All this was a bit disheartening, so I needed a revenge. The way APL documentation is organized is a bit strange. Right after the introduction chapters, the documentation explains what APL auxiliary processors are and how to implement ones. In short, auxiliary processors are a way to escape the work environment and communicate with the operating system and/or hardware. So, I decided to implement an auxiliary processor that calculates matrix determinant using 8087 coprocessor. This time I decided to use Bareiss algorithm. Due to the technical limitations of auxiliary processors I had to constrain the matix elements to integers in the range -32768 to 32767. Not a fair play, but it was all about revenge. The actual implementation is a bit naive and not well optimized, but I was currious how well the built-in APL functions utilize the math coprocessor. My expectation was that my implementation will be on par with IBM implementation.

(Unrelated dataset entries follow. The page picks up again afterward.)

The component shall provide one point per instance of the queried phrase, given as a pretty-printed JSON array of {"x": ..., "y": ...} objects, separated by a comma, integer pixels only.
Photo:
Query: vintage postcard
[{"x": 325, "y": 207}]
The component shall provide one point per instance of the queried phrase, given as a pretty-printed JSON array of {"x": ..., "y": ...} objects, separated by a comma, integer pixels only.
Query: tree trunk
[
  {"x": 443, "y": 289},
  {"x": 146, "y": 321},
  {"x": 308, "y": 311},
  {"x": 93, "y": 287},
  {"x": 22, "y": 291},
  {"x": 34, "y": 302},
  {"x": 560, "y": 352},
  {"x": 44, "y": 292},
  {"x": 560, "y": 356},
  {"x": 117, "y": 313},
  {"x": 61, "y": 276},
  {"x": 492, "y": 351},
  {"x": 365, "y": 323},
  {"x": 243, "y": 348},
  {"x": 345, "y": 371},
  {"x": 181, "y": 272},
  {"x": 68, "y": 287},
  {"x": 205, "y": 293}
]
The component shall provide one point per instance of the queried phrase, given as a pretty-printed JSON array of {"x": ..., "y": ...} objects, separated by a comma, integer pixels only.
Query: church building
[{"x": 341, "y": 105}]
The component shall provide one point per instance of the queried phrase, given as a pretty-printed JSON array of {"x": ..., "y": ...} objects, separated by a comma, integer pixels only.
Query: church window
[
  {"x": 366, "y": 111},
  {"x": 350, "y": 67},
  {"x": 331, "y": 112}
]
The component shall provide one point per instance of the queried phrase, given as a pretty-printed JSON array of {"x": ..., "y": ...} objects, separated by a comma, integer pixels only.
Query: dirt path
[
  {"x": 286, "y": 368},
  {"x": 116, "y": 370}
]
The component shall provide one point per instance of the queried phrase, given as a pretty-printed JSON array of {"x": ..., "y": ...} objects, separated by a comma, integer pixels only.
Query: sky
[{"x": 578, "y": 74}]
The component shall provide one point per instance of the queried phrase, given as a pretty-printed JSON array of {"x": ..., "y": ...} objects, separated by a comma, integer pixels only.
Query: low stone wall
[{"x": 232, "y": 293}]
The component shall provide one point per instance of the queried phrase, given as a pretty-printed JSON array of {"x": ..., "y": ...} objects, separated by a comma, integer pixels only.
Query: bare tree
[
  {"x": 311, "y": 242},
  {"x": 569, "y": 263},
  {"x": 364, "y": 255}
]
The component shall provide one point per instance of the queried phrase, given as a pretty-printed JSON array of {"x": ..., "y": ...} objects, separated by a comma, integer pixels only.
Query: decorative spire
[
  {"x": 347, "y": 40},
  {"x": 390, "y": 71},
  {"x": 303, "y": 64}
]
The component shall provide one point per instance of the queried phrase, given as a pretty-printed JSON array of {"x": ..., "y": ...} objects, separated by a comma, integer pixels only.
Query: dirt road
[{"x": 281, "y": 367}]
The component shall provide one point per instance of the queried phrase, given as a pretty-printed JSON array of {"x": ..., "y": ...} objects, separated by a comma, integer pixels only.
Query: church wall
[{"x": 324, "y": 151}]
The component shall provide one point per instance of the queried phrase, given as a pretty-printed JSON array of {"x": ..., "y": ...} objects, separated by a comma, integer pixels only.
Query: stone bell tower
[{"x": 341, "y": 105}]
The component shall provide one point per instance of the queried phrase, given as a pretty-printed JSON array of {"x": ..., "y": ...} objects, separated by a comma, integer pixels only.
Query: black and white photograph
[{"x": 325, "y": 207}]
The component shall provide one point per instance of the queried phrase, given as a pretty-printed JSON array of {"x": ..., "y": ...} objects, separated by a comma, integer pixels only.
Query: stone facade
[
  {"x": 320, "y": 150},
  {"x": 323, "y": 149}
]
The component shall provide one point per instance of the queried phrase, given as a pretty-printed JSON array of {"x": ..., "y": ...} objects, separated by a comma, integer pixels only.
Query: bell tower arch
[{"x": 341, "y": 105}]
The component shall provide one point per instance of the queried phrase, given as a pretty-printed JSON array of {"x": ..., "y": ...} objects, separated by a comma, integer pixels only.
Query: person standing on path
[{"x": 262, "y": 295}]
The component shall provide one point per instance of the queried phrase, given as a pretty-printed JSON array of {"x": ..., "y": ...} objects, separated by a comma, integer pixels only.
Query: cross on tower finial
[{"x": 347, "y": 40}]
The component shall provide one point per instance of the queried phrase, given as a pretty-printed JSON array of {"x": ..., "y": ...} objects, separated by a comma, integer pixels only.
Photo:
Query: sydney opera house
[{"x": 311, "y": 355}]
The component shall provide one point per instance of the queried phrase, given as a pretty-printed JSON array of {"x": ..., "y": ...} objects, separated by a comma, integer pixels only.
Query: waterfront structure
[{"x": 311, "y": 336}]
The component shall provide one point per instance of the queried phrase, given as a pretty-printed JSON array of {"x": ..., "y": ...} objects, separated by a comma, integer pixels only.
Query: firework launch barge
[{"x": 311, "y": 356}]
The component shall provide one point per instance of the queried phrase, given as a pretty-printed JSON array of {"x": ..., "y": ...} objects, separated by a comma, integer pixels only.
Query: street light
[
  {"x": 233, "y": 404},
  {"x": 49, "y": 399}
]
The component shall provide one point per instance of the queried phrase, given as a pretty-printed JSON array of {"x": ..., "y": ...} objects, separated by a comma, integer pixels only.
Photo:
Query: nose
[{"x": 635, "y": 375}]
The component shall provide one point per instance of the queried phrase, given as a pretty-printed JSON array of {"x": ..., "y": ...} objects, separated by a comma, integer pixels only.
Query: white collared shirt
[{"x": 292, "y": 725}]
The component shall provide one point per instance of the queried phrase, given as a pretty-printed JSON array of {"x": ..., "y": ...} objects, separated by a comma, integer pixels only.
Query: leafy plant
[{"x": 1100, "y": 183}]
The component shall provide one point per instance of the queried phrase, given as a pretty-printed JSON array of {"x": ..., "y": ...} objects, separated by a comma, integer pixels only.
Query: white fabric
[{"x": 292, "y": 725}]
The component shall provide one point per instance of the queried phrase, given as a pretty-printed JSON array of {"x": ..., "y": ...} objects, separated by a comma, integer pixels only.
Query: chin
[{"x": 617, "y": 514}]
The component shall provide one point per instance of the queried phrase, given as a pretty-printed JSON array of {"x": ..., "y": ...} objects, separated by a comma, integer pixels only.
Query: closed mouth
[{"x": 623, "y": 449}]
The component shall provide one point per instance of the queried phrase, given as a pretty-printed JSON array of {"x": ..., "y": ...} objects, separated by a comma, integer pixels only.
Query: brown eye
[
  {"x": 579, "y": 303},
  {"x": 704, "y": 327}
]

PERF measures the implementation provided by IBM, PERF2 measures my implementation in APL, and PERF3 measures my implementation in 8087 assembly. As someone who wrote professionally for few years performance and memory profilers I have to make the disclaimer that I also measure the time for ⌷PK to access 0040:006C and that the DOS timer frequency is 18.2065 Hz which for this particular scenario is good enough. Using ⌷PK provided much more stable times than using ⌷AI. Interestingly, the actual values on my IBM PC clone are slightly higher, which only shows that while 86Box is faster, it is a quite precise emulator. Having said that, I was very surprised. As I said, my Bareiss implementation is a bit naive and there is a lot of room for optimizations. Still, it is almost 9 times faster. This is a sure sign that APL uses 8087 sporadically, probably for some very narrow scenarios, like sine/cosine (using ○ circular function) or logarithm (using ⍟ function). You can find the source code and floppy disk image here.

In conclusion, I think IBM Personal Computer APL version 1.00 was good enough product for its time. My main concern is that writing performant APL is harder compared to other languages I know. In hindsight the requirement for custom keyboard layout also didn’t help APL to become more popular. Having said that, APL is a niche language, but still used in some financial organizations. While there are reports that it is still used for data analysis and scientific computing, my research shows that it is extremely rare.